Política

Parecer sobre projeto de abertura do comércio aos domingos é revisado

Com isso, assessoria jurídica da Câmara sugere a constitucionalidade do texto

Créditos: Matheus Aguilar
- Lidiane Mallmann/arquivo O Informativo do Vale

Lajeado - A assessoria jurídica da Câmara de Vereadores fez uma revisão no parecer emitido sobre o Projeto de Lei 020-02/2018, de iniciativa do Executivo municipal, que altera o artigo 64 do Código de Posturas. Conforme a nova interpretação, o advogado Juliano André Heisler sugere que seja reconhecida a constitucionalidade material e formal do texto, à luz de uma interpretação sistêmica da Lei Orgânica, Constituição Estadual e Constituição Federal.

Segundo o novo documento, a constitucionalidade do projeto de lei deve ser verificada em dois níveis: formal e a material. No nível formal, busca-se verificar se o projeto de lei atende a forma prescrita em lei, o meio que deve ser adotado para o nascimento da norma. Sob este aspecto, há duas interpretações possíveis. "Na primeira, de forma apenas literal, é possível verificar que a Lei Orgânica do Município de Lajeado estabelece a competência dos Poderes Executivo e Legislativo. Embora o Poder Executivo tenha competência para legislar sobre a organização e atribuições da Secretarias (artigo 46, inciso IV, artigo 87, §1º, III da Lei Orgânica), na qual se insere o Código de Posturas, a matéria específica do horário de funcionamento do comércio não é de competência do Poder Executivo", indica o parecer. Por esta interpretação, caberia ao Legislativo a iniciativa do projeto, e não da Prefeitura, como é o caso.

Na segunda interpretação quanto à constitucionalidade formal, que diz respeito à uma interpretação sistêmica da Lei Orgânica à luz da Constituição do Estado do Rio Grande do Sul e Constituição Federal. "Nesta análise, verifica-se que o disposto no artigo 13, inciso II da Constituição do Estado do Rio Grande do Sul (Art. 13. É competência do Município, além da prevista na Constituição Federal e ressalvada a do Estado: II - dispor sobre o horário de funcionamento do comércio local;) e no artigo 30, inciso I da Constituição Federal (Art. 30. Compete aos Municípios: I - legislar sobre assuntos de interesse local;), que não estabelecem ao Poder legislativo Municipal a exclusividade em legislar sobre o tema, permitiriam uma competência concorrente entre este ele e o Poder Executivo para iniciativa de projeto de lei regulamentando a matéria", aponta a análise jurídica.
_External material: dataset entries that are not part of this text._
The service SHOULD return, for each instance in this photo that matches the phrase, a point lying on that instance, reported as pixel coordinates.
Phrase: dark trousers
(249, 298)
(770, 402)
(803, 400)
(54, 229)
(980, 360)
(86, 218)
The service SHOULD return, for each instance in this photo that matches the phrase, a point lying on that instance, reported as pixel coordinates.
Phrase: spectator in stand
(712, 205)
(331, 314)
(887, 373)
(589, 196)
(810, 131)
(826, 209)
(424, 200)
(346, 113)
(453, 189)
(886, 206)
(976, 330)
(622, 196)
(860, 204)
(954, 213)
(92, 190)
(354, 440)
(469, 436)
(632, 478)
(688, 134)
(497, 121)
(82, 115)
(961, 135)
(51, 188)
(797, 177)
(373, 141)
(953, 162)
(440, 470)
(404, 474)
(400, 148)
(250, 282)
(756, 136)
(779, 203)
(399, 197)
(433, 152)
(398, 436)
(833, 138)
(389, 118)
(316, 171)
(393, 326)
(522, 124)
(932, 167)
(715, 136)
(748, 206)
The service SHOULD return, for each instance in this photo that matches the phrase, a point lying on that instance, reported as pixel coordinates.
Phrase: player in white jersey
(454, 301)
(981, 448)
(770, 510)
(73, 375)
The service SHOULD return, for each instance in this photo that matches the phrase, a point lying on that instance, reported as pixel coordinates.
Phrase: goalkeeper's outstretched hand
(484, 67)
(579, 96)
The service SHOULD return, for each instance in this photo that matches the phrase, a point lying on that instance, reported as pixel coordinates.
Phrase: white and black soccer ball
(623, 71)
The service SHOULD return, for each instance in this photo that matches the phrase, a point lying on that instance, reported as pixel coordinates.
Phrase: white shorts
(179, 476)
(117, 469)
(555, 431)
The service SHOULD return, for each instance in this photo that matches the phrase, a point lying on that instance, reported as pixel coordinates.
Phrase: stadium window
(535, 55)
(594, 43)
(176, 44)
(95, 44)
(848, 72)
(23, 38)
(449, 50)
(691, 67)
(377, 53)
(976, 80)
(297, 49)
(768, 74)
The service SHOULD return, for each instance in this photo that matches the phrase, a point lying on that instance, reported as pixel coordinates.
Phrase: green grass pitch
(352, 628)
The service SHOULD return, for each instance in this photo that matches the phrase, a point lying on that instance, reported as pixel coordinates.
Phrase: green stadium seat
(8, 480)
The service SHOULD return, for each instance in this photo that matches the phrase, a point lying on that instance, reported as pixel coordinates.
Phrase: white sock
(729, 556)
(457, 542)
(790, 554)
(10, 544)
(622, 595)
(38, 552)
Este é o entendimento do Executivo municipal.

De acordo com a nova interpretação da assessoria jurídica da Câmara, a norma em vigor já foi analisada e reconhecida. "A legislação municipal que está vigente (artigo 64, §1º da Lei Municipal 5.840/96 - Código de Posturas) estabelece a proibição '...no âmbito do Município de Lajeado, o funcionamento do comércio aos domingos e feriados, com exceção dos seguintes estabelecimentos comerciais...'." Materialmente, se a redação atual fosse submetida neste momento ao Tribunal de Justiça do Estado do Rio Grande do Sul, potencialmente teria problemas de constitucionalidade.

Embora nenhuma emenda tenha sido protocolada, existe a possibilidade. Sob este aspecto, a análise da jurisprudência deve ser levada em consideração. "Emendas ao projeto de lei que frustrem a livre iniciativa poderão ter a constitucionalidade questionada. Se houverem modificações substanciais no projeto de lei encaminhado pelo Poder Executivo, novamente a matéria poderá ter sua constitucionalidade. Logo, compete ao Município apenas a deliberação sobre horário de funcionamento", afirma o parecer. O texto também revela que é permitido o trabalho aos feriados mediante Convenção Coletiva, desde que observada a legislação municipal.